Jim Cramer's Top 10 Things to Watch in the Stock Market Thursday

Jim Cramer’s Top 10 Things to Watch in the Stock Market Thursday

My top 10 things to watch on Thursday, May 30

1. of Dow early Thursday it was moving lower, as it has done in recent sessions. Dow stocks and club name Salesforce’s post-earnings decline was responsible for most of the 300-point premarket decline. Dow, S&P 500 AND Nasdaq everyone was looking at consecutive losses if the morning trading continues at the close. Club name Costco reports earnings after the bell.

2. SalesforceLast quarter and Wednesday night’s guidance showed us that the slowdown in enterprise software is real. Shares fell 15%. While overvalued, stocks are not rewarded for slowing growth.

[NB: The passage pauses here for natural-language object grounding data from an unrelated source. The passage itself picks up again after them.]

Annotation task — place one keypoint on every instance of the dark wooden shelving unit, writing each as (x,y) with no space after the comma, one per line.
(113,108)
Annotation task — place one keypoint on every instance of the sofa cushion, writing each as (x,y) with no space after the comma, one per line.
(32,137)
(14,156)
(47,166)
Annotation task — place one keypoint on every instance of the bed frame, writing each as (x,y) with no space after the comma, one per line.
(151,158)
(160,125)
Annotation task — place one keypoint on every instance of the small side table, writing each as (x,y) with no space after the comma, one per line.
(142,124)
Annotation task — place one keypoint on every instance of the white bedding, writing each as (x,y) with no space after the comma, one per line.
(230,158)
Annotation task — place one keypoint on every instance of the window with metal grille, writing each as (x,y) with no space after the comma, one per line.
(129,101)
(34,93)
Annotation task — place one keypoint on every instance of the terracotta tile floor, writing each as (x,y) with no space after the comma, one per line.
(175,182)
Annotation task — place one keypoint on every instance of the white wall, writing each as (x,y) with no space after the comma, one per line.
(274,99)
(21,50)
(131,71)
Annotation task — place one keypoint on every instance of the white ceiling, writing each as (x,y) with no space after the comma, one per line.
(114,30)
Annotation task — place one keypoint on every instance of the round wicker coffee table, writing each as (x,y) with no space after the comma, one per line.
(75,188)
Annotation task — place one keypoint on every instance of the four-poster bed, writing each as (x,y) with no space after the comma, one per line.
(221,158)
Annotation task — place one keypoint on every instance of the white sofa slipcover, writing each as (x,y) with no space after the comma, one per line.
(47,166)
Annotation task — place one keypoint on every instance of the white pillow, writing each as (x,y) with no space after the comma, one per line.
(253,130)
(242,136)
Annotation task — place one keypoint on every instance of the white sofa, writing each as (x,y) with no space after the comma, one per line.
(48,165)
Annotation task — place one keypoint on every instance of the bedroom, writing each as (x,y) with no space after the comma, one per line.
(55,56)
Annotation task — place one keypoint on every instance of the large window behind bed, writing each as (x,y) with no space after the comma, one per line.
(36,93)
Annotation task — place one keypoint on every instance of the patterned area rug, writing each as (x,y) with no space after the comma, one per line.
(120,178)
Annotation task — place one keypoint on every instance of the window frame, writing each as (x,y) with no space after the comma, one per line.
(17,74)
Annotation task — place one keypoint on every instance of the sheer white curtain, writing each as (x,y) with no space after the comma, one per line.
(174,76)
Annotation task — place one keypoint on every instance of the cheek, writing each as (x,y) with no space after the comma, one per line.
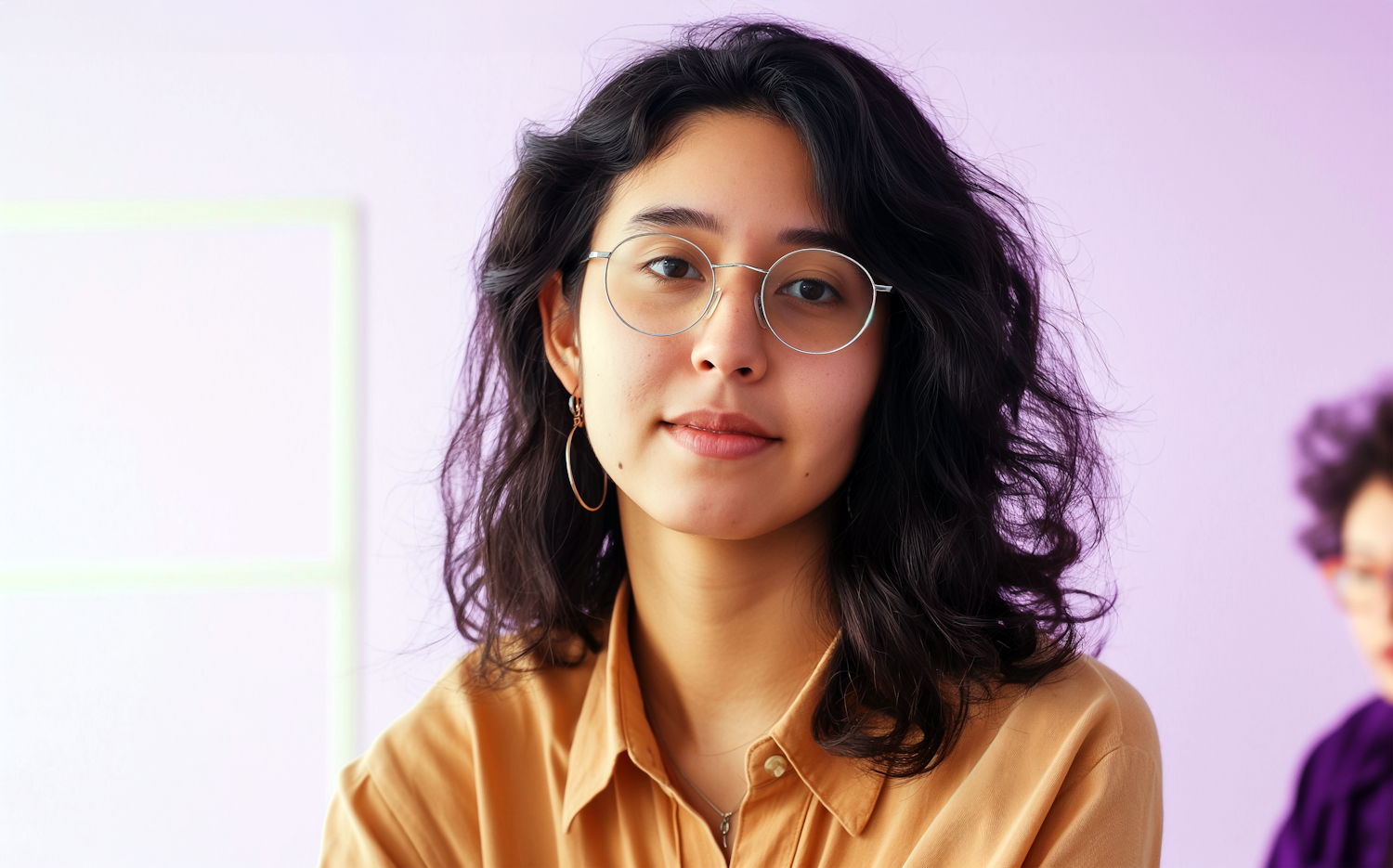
(827,407)
(621,372)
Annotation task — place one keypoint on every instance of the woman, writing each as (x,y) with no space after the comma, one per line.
(761,505)
(1343,811)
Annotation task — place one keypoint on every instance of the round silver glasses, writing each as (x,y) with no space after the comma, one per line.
(814,300)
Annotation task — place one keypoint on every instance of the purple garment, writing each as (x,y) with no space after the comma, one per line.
(1343,812)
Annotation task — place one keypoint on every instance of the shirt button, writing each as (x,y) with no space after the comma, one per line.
(776,765)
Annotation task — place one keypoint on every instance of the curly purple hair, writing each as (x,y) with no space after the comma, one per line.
(1340,447)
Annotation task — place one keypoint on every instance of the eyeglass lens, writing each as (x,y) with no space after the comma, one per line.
(814,300)
(1362,587)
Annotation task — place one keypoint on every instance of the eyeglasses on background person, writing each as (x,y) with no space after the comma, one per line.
(1360,586)
(814,300)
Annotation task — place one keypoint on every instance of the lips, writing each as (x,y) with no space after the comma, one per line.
(719,435)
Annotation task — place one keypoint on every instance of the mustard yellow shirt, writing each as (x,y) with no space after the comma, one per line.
(560,768)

We maintained our 2 rating and lowered the Club’s price target to $300 from $340. Key words from post-earnings say: “limited” sales cycle, “budgetary review” and “judicious buying environment.”

3. Buy better Shares jumped nearly 7%, gaining momentum after computers and artificial intelligence equipment were cited as expected drivers of sales on the electronics retailer’s post-earnings call. Quarterly profit beat, but revenue missed. Same-store sales were lost. Management lowered their forecast for capital expenditures for the full year.

4. The embattled stock Foot locker rose 12% after the sneaker retailer beat quarterly earnings, matched revenue and reported a smaller-than-expected decline in same-store sales. The guidance was pretty good as signs that CEO Mary Dillon’s turnaround is starting to take hold.

  • I’ll be talking about Costco, Salesforce, Best Buy, and Foot Locker, as well as the other 29 stocks in the Investing Club portfolio at our May Monthly Meeting at noon ET.

5. Shares of Kohl’s plunged more than 20% after the department store chain reported a quarterly loss per share of 24 cents, when a profit of 4 cents was expected. Revenue was also lacking. Kohl’s also cut its future outlook.

6. UiPath disaster: Shares fell more than 30% early Thursday after CEO Rob Enslin resigned on June 1. Co-founder Daniel Dines will step back into the role. Dines had resigned as co-CEO at the end of January. There were multiple analyst downgrades of the enterprise automation and AI software maker. UiPath cut guidance after reporting a better-than-expected quarter.

7. Goldman Sachs started the club names Abbott Labs with a purchase and GE Healthcare with a holder. Analysts see accelerated growth in medical technology. The club added more shares of Abbott and GEHC on Wednesday.

8. Goldman Sachs revised up its 2030 sales forecast for GLP-1 obesity drugs to $130 billion, from last year’s forecast of $100 billion. As a result, analysts increased their price target on the club’s name Eli Lilly to $785 a share from $740, well below where the stock closed on Wednesday. Goldman maintained its equal rating on Lilly, which has a duopoly in the GLP-1 market with a Danish rival Novo Nordisk.

9. Hospitals are doing well. JPMorgan raised its price target Tenet Healthcare to $140 a share from $107, maintaining an equal valuation with the acquisition of the hospital and surgery center operator.

10. McDonald’s US President Joe Erlinger issued an open letter on inflation, saying the price of a Big Mac in America was $4.39 in 2019 and now $5.29. This is 21% inflation. Erlinger was taking issue with social media posts and media reports that McDonald’s says have exaggerated the price hike.